Moments later that formerly blank paper emerges covered with information, graphics and photos, custom-printed to my satisfaction. Any mistakes on the hard-copy point to me, the operator, as Epson does exactly what I tell it to do.
Unlike my printer, I’m not a machine, though I often wish I were. My mistakes, glitches, malfunctions and outright failures point to me alone, not to my Operator, who custom-built me to receive his instructions. He also, however, gave me the responsibility to interpret and execute those orders flexibly. He feeds me the raw data, and my processor interprets his intent and formats the output accordingly. The better I know him, the more accurate is my output. When—not if—I mess up, he doesn’t simply correct the mistake and hit “Print” again, but tells me to make it right.
Like me with Epson, my Operator always confirms that I’m powered up, connected, and equipped with all the "supplies" I need to execute his command. My power is his Holy Spirit, the invisible, inexhaustible “battery” that keeps my "little green light" glowing. My connection is the invisible link of my ongoing, dependent relationship with him, and regular input from his Instruction Book.

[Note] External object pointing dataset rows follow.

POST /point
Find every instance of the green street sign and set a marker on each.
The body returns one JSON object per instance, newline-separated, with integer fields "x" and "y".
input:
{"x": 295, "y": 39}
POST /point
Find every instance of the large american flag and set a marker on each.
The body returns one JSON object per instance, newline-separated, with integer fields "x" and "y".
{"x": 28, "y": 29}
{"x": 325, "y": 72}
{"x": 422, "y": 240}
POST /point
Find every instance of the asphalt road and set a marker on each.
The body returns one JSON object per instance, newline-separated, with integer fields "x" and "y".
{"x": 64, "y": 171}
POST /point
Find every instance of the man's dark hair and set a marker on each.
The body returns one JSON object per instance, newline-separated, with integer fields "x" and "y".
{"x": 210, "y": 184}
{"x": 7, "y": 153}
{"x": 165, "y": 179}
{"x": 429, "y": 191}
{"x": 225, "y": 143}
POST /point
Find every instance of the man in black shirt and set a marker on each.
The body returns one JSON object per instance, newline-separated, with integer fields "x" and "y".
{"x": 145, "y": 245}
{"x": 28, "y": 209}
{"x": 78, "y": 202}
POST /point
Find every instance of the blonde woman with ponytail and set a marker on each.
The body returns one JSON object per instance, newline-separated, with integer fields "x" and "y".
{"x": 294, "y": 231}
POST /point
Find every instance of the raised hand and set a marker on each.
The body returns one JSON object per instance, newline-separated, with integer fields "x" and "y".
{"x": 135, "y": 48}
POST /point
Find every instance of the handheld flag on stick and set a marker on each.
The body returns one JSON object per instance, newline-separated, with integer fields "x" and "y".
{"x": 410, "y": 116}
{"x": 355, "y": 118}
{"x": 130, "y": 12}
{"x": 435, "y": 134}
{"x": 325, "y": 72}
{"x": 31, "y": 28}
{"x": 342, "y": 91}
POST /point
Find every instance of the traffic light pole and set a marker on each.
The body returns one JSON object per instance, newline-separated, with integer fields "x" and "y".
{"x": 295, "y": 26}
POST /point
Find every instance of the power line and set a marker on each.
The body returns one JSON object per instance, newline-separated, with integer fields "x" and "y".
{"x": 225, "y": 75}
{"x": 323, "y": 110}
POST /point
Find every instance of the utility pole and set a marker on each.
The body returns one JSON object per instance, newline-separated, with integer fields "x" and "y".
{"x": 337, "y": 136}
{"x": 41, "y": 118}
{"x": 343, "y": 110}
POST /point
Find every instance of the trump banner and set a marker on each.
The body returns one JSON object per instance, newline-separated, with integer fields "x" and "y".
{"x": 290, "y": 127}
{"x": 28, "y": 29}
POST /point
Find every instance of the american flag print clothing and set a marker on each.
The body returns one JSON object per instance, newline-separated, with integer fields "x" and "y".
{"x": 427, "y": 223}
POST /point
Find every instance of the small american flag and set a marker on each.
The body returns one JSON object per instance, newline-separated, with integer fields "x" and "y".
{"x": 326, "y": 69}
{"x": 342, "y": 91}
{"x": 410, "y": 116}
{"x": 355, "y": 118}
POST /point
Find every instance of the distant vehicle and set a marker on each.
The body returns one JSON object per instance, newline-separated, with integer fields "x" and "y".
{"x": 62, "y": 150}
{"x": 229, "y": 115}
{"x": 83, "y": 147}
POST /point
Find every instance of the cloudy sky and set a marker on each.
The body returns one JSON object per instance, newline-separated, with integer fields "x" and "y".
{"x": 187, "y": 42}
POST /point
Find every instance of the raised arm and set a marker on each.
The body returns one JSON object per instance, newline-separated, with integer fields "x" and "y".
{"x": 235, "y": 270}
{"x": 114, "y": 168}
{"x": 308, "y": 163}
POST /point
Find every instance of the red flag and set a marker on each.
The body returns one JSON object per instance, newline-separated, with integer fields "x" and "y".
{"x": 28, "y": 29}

Power and system-readiness, however, are only two of the four things needed to do my Operator’s work. My "software" has to know how to access them.
Inkjet printers use a software driver that tells their machinery where to find paper, ink, the starting point for printing, and where to squirt the ink droplets that will form the finished work. But God’s office machine—that's me—needs one more crucial step to do the job: I must decide to accept and execute his instructions. Were I to refuse his output, he would most certainly be put out.
Father, give me the self-control to obey you, and the words to glorify you today. Remind me, Abba, to remain in prayer, at least subconsciously, so I'll be always ready to obey you.